Plans to introduce dynamic line provisioning technology.

NBN Co will introduce technology in the first quarter of next year to detect and “manage” line speed fluctuations on its FTTN and FTTB networks.

The network builder revealed today that it will consult with its retail service provider (RSP) partners on the introduction of dynamic line provisioning (DLM) technology in September, with a view to implementing it in Q1 2018.

DLM is already used by Telstra on some of its newer DSLAMs and by BT in the UK in a bid to keep internet connectivity consistent and at the highest speed possible, according to line conditions measured at particular points in time.

One of the advantages of DLM is it works automatically to iron out connections that experience wildly variable speeds.

It is understood that NBN Co sees the technology as a way to minimise the number of support tickets lodged by RSPs and their end users for services that are experiencing instability.

DLM in theory would monitor the copper lines and adjust line speed profiles automatically without the need for NBN Co or the RSPs to intervene.

But the use of DLM on Telstra’s ADSL network has led to some complaints over the years, as it tends to cut average sync speeds by as much as half, while prioritising stability and reliability of the line.

Common complaints have been of around a 50 percent cut in sync speeds from 13-15Mbps to around 5-6Mbps.

DLM for Telstra ADSL users is only triggered when line speed issues such as excessive dropouts are detected. 

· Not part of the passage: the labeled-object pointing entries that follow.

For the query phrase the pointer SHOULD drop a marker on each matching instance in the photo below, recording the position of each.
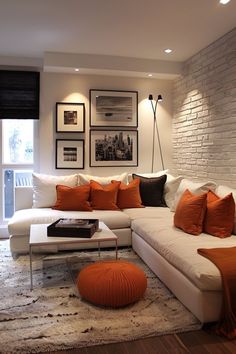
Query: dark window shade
(19, 94)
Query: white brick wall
(204, 122)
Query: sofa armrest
(23, 197)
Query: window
(17, 160)
(18, 141)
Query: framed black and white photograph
(69, 154)
(113, 148)
(70, 117)
(113, 108)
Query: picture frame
(69, 153)
(110, 148)
(113, 108)
(70, 117)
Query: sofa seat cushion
(148, 212)
(180, 249)
(22, 219)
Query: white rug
(54, 317)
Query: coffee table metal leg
(99, 251)
(116, 250)
(31, 272)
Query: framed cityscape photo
(113, 108)
(113, 148)
(70, 117)
(69, 154)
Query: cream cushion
(44, 188)
(180, 248)
(193, 187)
(170, 188)
(222, 191)
(85, 179)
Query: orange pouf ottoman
(112, 283)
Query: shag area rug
(53, 316)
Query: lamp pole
(155, 129)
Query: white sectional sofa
(168, 251)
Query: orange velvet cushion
(219, 219)
(72, 198)
(129, 195)
(104, 196)
(190, 212)
(112, 283)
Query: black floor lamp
(155, 129)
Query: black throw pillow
(152, 190)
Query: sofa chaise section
(172, 255)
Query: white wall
(75, 88)
(204, 124)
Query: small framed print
(70, 117)
(113, 108)
(113, 148)
(69, 154)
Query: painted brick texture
(204, 121)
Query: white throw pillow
(193, 187)
(222, 191)
(85, 179)
(44, 188)
(170, 188)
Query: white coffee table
(38, 237)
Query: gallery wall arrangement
(113, 117)
(113, 136)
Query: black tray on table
(84, 228)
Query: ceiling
(139, 29)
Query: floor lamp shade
(155, 130)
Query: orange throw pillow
(72, 198)
(129, 195)
(190, 212)
(104, 197)
(219, 219)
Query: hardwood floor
(196, 342)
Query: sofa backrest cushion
(44, 188)
(129, 195)
(194, 187)
(190, 212)
(222, 191)
(73, 198)
(85, 179)
(219, 218)
(104, 197)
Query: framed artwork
(113, 108)
(70, 117)
(69, 154)
(113, 148)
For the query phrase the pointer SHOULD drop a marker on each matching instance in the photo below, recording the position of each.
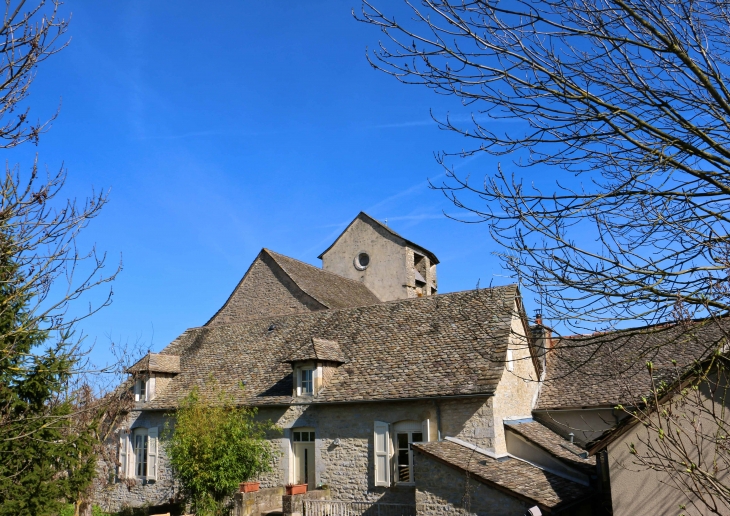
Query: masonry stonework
(118, 494)
(443, 490)
(517, 389)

Customers over several years have tried to have the profiling removed from their lines after recognising it was the reason their connections had been slowed.

Telstra described the process for applying DLM to a problematic line back in 2015:

“Each day, our system monitors the performance of your ADSL service. Depending on the quality of your service, the most ideal profile is chosen automatically to keep your internet connection consistent at the highest possible speed,” the company said.

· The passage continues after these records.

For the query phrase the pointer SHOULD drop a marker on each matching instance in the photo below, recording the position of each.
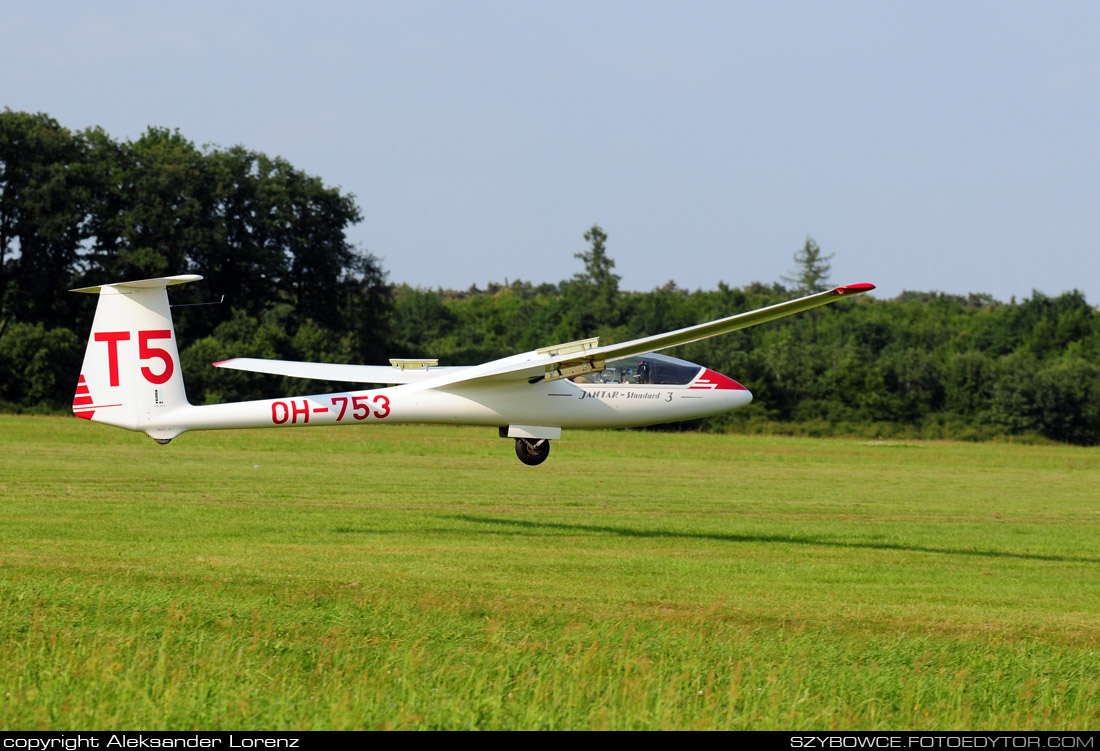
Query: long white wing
(549, 363)
(354, 374)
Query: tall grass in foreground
(420, 577)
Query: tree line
(78, 208)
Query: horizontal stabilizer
(144, 284)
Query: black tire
(531, 451)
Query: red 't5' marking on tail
(144, 352)
(112, 339)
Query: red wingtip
(855, 289)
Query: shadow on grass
(788, 539)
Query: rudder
(131, 375)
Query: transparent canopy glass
(647, 368)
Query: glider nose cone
(733, 390)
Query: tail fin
(131, 375)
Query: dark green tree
(811, 275)
(593, 295)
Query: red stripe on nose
(719, 380)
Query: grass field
(421, 577)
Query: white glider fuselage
(561, 404)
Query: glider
(131, 378)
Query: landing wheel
(532, 451)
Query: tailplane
(131, 375)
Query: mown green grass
(421, 577)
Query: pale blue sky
(935, 145)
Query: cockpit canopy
(647, 368)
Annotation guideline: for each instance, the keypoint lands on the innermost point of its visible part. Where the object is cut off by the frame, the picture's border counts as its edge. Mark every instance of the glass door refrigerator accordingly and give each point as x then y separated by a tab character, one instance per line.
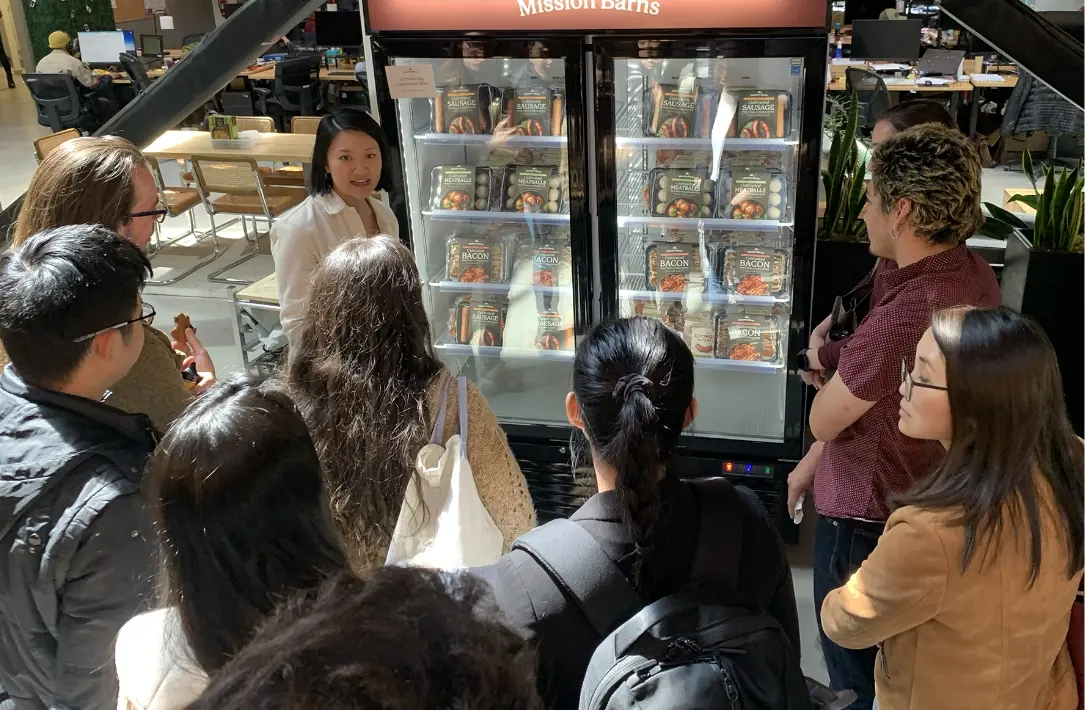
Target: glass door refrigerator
563	163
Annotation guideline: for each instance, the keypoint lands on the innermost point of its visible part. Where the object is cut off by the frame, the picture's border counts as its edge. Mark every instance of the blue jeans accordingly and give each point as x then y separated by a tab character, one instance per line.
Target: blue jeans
840	546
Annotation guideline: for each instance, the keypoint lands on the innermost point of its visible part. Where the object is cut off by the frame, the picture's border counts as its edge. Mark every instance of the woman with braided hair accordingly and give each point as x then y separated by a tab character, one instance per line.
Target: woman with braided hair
633	395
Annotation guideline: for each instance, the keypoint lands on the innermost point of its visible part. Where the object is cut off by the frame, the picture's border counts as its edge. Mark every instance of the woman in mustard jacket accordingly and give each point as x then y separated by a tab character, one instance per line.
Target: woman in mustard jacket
969	590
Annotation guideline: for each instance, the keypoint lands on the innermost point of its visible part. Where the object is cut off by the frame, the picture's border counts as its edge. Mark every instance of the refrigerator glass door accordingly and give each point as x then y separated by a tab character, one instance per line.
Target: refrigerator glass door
705	186
486	168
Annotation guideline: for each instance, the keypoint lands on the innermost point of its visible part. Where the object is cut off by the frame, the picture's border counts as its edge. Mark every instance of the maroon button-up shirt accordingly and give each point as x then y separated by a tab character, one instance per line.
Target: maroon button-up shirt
871	459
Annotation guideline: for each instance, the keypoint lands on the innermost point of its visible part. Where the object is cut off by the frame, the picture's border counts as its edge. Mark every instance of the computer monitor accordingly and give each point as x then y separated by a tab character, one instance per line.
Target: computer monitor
339	28
101	48
151	46
892	40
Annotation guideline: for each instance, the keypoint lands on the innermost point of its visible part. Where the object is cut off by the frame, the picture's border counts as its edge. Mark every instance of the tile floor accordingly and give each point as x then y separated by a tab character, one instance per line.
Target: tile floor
211	311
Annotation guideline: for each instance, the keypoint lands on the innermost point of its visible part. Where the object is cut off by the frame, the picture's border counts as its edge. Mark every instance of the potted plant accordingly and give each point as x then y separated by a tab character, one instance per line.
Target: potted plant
1043	277
842	256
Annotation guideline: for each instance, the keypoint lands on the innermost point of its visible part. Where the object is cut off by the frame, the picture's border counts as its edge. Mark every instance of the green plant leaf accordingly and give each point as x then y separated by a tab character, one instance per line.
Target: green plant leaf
1005	216
1026	166
1031	200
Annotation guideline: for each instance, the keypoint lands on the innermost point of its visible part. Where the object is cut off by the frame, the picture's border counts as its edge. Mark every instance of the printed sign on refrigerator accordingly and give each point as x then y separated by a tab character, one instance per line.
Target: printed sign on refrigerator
411	81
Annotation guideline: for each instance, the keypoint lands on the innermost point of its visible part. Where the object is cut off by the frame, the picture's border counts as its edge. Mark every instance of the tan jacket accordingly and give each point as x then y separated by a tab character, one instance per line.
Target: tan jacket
981	638
154	385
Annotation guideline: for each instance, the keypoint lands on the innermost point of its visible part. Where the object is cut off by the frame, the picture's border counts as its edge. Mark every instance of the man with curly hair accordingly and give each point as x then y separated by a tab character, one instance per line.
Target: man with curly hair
923	203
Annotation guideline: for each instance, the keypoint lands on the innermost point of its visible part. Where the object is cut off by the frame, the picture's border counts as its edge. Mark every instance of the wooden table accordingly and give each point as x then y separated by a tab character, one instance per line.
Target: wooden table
277	148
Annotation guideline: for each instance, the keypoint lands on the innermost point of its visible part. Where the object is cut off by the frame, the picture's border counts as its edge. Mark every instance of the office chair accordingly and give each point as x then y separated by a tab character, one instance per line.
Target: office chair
296	90
1033	105
872	94
136	72
62	103
46	144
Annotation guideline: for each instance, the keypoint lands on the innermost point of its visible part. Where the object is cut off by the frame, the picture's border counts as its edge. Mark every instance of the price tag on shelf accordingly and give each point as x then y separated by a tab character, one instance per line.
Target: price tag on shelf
411	81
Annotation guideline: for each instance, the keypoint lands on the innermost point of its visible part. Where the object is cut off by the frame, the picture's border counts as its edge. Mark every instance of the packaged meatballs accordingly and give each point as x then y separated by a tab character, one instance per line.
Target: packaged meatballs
673	111
669	266
680	193
753	270
762	114
462	109
747	337
553	332
481	322
475	260
534	111
460	187
532	189
755	195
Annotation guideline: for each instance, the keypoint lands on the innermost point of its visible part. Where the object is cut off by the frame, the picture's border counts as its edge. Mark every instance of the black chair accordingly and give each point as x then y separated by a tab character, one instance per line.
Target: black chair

“At 5pm each day, DLM parameter changes are decided and locked in. These changes are then implemented between 3am and 6am (EST) the following morning.

“We can change your profile for you so you may possibly receive higher connection speeds, however, the actual download speed and stability of your service may be compromised if we do this.”

In the UK, BT uses DLM on both its fibre-to-the-node and ADSL networks. FAQs say it “will prioritise speed over stability within thresholds defined by the DLM system.” Those thresholds span from days to several months of stability before certain actions are automatically triggered.

NBN Co said its own use of DLM would similarly allow it “to auto-select [an] appropriate line profile depending upon [a] variety of line metrics, providing optimum performance for end users”.